Thursday, May 05, 2005

Freedom of the Press

Well, yes, we have a free press -- much good it does us, though, when reporters don't do their jobs, for whatever reason.

Bob Herbert's column in the NYTimes today is about what those of us who have been following the Iraqi War on the blogs -- and no, not on the 101 Fighting Keyboarders' Blogs, either -- have known for some time now: the abuse of Iraqi soldiers and citizens by some of our soldiers is out of hand: this is documented, among other things, in photographs, and those photographs have not been given play by the mainstream media. That is to say, mainstream reporters have ignored them: deliberately.

Aidan Delgado is working to get the truth out.

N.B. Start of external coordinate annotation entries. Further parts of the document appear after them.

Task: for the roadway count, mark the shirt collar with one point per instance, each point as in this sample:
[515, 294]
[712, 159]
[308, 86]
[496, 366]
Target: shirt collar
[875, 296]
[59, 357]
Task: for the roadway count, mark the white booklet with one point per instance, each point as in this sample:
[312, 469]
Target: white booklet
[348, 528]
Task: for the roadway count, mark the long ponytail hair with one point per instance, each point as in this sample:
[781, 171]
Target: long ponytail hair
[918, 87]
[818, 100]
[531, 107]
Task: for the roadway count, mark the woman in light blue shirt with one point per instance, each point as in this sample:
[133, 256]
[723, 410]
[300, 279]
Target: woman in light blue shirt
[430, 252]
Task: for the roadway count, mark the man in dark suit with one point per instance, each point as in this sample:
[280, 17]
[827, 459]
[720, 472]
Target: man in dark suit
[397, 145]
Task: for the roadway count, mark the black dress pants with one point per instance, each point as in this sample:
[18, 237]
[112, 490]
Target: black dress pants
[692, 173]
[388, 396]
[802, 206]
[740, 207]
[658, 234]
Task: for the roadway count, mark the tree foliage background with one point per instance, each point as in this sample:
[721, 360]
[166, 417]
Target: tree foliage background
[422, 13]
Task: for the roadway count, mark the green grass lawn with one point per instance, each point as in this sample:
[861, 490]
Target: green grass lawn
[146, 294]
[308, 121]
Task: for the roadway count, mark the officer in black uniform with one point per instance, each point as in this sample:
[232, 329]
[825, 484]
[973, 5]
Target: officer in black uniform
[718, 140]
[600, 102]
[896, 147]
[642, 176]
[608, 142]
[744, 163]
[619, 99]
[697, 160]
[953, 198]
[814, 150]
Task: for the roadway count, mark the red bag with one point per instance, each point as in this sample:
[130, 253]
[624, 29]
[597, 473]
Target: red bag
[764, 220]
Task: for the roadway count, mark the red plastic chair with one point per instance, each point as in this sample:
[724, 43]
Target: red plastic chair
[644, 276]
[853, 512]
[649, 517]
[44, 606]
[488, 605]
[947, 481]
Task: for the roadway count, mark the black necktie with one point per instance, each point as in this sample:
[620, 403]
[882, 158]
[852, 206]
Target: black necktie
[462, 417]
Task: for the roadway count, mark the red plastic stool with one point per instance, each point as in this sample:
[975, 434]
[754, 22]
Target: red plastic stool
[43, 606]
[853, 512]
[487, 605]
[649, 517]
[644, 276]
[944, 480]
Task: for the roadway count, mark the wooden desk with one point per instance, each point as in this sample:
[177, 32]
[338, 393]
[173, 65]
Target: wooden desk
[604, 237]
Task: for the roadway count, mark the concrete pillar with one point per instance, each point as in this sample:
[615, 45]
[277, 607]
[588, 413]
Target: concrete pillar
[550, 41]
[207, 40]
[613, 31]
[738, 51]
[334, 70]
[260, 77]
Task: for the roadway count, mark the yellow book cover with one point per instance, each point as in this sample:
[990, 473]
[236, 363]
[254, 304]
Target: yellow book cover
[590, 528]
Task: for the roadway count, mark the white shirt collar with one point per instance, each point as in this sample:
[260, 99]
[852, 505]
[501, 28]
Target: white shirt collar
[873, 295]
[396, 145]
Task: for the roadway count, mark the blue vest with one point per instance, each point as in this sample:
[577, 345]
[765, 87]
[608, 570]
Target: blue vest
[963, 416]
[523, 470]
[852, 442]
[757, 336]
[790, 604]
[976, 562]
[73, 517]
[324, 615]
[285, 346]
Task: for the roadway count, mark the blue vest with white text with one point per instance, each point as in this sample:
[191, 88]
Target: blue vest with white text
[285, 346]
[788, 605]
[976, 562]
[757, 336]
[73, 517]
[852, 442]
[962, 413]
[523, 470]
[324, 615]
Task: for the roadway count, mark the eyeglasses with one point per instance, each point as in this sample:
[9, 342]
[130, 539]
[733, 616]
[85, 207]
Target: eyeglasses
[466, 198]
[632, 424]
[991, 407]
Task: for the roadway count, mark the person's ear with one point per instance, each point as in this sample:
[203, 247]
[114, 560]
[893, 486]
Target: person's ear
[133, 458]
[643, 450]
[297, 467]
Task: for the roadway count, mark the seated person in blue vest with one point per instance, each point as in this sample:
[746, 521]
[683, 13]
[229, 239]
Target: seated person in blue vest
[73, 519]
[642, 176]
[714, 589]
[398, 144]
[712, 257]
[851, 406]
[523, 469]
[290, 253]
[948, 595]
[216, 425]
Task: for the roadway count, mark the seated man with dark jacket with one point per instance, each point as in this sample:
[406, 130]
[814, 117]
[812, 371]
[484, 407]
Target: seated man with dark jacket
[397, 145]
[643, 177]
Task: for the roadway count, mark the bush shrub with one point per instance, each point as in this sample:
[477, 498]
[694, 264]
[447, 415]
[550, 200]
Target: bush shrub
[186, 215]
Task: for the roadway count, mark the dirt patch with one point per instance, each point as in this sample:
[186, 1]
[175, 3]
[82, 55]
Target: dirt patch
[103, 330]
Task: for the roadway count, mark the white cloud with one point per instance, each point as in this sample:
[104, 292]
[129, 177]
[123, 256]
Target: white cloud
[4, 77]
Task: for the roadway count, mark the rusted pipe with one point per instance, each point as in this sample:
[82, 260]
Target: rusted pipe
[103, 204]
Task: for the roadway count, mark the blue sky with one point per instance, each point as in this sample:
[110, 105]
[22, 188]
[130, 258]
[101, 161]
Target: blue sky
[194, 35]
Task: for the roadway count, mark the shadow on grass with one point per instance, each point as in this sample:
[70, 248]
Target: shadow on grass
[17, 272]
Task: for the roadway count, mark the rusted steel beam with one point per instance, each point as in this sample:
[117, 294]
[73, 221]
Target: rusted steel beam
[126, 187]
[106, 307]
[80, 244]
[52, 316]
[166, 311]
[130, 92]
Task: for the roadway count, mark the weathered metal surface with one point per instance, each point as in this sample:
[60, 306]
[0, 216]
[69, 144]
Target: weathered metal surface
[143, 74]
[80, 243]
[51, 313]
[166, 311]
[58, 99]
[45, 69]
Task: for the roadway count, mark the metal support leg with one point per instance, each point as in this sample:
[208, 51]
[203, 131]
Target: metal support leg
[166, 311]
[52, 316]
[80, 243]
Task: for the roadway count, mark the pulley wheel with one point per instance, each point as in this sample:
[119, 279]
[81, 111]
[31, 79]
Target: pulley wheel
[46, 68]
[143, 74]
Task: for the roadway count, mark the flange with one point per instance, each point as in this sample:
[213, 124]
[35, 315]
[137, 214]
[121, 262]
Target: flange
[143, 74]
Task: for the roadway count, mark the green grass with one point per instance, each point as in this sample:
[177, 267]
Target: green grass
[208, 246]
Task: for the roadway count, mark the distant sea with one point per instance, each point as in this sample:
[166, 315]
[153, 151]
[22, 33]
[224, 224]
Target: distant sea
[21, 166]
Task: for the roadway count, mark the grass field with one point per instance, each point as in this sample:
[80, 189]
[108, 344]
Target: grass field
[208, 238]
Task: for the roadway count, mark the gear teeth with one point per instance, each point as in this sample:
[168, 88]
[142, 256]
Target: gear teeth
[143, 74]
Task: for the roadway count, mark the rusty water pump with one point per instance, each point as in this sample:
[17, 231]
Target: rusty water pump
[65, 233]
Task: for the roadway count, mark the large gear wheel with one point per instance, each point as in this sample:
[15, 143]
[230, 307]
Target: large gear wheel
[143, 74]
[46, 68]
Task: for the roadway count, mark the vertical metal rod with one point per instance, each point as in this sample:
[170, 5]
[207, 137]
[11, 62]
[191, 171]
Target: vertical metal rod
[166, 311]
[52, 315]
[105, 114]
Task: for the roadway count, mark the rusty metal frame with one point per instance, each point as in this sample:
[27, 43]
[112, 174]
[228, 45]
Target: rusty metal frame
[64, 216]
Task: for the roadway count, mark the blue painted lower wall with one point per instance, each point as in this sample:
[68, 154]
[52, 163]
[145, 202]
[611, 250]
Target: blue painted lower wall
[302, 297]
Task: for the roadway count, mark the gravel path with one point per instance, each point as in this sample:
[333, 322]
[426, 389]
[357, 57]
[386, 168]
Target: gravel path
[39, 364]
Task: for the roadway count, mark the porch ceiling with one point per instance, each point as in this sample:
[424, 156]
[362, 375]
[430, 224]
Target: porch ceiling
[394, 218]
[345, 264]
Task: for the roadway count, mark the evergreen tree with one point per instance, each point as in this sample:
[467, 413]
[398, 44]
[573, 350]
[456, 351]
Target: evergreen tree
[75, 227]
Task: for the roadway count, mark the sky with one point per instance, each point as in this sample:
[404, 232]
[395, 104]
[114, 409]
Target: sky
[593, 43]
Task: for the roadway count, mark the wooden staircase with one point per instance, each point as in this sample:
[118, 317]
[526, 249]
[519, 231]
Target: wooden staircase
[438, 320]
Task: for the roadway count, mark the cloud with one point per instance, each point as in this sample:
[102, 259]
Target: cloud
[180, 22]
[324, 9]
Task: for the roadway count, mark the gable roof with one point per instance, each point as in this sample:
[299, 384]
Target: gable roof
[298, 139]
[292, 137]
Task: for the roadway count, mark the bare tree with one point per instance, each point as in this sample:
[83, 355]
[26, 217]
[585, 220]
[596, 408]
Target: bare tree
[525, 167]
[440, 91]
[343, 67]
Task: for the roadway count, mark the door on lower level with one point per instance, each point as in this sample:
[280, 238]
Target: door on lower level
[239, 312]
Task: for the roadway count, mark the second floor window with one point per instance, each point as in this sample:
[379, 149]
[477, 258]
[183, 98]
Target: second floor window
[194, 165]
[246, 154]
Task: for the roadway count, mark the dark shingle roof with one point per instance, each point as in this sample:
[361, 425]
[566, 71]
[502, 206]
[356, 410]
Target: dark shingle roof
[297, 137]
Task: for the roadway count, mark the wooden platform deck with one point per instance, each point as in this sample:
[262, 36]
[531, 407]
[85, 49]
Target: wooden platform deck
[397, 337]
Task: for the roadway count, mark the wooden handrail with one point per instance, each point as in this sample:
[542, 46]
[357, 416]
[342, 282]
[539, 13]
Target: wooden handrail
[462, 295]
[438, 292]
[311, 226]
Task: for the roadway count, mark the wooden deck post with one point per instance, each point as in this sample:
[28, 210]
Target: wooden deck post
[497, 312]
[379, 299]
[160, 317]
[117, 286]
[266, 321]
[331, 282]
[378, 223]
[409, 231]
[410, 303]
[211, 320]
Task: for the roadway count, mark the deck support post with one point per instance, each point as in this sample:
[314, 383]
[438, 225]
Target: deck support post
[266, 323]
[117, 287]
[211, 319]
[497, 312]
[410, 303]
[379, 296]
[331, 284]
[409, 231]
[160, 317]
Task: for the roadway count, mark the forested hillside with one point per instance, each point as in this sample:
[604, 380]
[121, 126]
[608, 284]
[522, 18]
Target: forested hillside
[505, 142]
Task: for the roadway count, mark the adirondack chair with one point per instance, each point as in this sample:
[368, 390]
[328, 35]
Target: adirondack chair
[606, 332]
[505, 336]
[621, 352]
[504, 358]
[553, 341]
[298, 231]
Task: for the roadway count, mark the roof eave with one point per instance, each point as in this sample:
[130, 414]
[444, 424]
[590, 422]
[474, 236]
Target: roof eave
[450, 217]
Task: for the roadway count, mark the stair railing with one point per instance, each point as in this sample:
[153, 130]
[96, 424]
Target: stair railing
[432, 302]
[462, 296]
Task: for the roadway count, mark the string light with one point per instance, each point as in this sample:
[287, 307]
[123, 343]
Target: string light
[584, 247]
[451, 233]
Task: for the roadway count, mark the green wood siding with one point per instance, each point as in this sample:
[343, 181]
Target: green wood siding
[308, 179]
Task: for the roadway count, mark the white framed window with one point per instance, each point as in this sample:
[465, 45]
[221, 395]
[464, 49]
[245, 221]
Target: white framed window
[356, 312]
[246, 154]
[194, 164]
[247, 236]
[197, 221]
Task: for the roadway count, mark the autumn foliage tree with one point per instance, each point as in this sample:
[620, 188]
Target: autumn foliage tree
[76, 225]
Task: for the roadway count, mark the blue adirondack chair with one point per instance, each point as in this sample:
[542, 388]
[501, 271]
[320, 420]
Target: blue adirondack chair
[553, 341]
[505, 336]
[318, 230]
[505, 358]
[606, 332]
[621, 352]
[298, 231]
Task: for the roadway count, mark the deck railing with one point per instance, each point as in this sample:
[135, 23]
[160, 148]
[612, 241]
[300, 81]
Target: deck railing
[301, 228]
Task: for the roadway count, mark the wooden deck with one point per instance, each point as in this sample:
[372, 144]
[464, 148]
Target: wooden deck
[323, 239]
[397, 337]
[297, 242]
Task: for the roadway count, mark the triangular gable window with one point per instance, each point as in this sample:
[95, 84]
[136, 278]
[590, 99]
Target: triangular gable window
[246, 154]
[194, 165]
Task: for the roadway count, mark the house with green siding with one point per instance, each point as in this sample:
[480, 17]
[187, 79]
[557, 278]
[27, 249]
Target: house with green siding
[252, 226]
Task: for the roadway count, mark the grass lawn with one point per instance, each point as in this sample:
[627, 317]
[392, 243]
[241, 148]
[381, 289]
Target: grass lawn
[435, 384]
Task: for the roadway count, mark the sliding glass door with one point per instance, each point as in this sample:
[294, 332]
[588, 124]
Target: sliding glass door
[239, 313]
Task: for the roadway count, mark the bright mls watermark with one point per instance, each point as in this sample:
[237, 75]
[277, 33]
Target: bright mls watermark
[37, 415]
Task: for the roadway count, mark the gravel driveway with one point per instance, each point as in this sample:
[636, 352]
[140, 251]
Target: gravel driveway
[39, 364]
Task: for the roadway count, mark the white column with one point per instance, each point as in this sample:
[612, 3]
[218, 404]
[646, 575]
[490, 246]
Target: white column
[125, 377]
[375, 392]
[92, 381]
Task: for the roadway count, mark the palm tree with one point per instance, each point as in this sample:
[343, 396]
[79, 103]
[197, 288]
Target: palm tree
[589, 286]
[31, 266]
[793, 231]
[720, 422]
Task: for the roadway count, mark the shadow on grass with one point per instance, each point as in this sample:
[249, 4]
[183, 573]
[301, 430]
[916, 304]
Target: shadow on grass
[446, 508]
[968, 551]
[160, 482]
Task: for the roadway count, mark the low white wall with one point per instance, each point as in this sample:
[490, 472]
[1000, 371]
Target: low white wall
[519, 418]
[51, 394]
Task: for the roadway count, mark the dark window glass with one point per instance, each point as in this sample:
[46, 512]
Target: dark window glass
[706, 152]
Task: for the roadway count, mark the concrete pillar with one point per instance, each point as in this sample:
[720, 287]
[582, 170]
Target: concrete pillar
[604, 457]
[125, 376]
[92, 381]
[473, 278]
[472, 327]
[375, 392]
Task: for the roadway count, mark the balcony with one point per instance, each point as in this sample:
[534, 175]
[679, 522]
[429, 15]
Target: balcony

His goal, he said, is to convince his listeners that the abuse of innocent Iraqis by the American military is not limited to "a few bad apples," as the military would like the public to believe. "At what point," he asked, "does a series of 'isolated incidents' become a pattern of intolerable behavior?"

The public at large and especially the many soldiers who have behaved honorably in Iraq deserve an honest answer to that question. It took many long years for the military to repair its reputation after Vietnam. Mr. Delgado's complaints and the entire conduct of this wretched war should be thoroughly investigated.

1 comment:

zelda1 said...

I like to think that our military is honorable, that the men and women doing the president's bidding are going to treat the Iraqi prisoners humainly and that the civilians will be protected. Unfortuantely, I have read about the people who live in war zones and how they are eventually seen as a burden and then as less than human. It has to do with the psychology of the soldier being far from home and missing his family thereby holding a grudge and eventually he sees those he is sent there to protect as the ones keeping him away from his own life. Then there is the group rape mentality where they are all together and one sees or does something that the others feel they have to follow suit. It's almost like the way that slave holders dehumanize the slaves so they could justify their treatment and keeping them in bondage. Where slavery corrupted the family, religion, morals, and all of the other characteristics of good in both the master and the slave, I believe war corrupts. A normally decent individual goes to battle and soon, he or she sees everyone in that particular society as the enemy and their life as having little worth. How else could they kill their enemy? And just like Vietnam, the press is keeping the people here in the United States safe from the horrors that are going over there because if we knew, we might protest louder and with more vigor those things that we are already really pissed off about. Namely sending our troops to fight a war so that the stupid bushwackers can get more oil, revenge, and have a name in history as being a really good, good ole boy.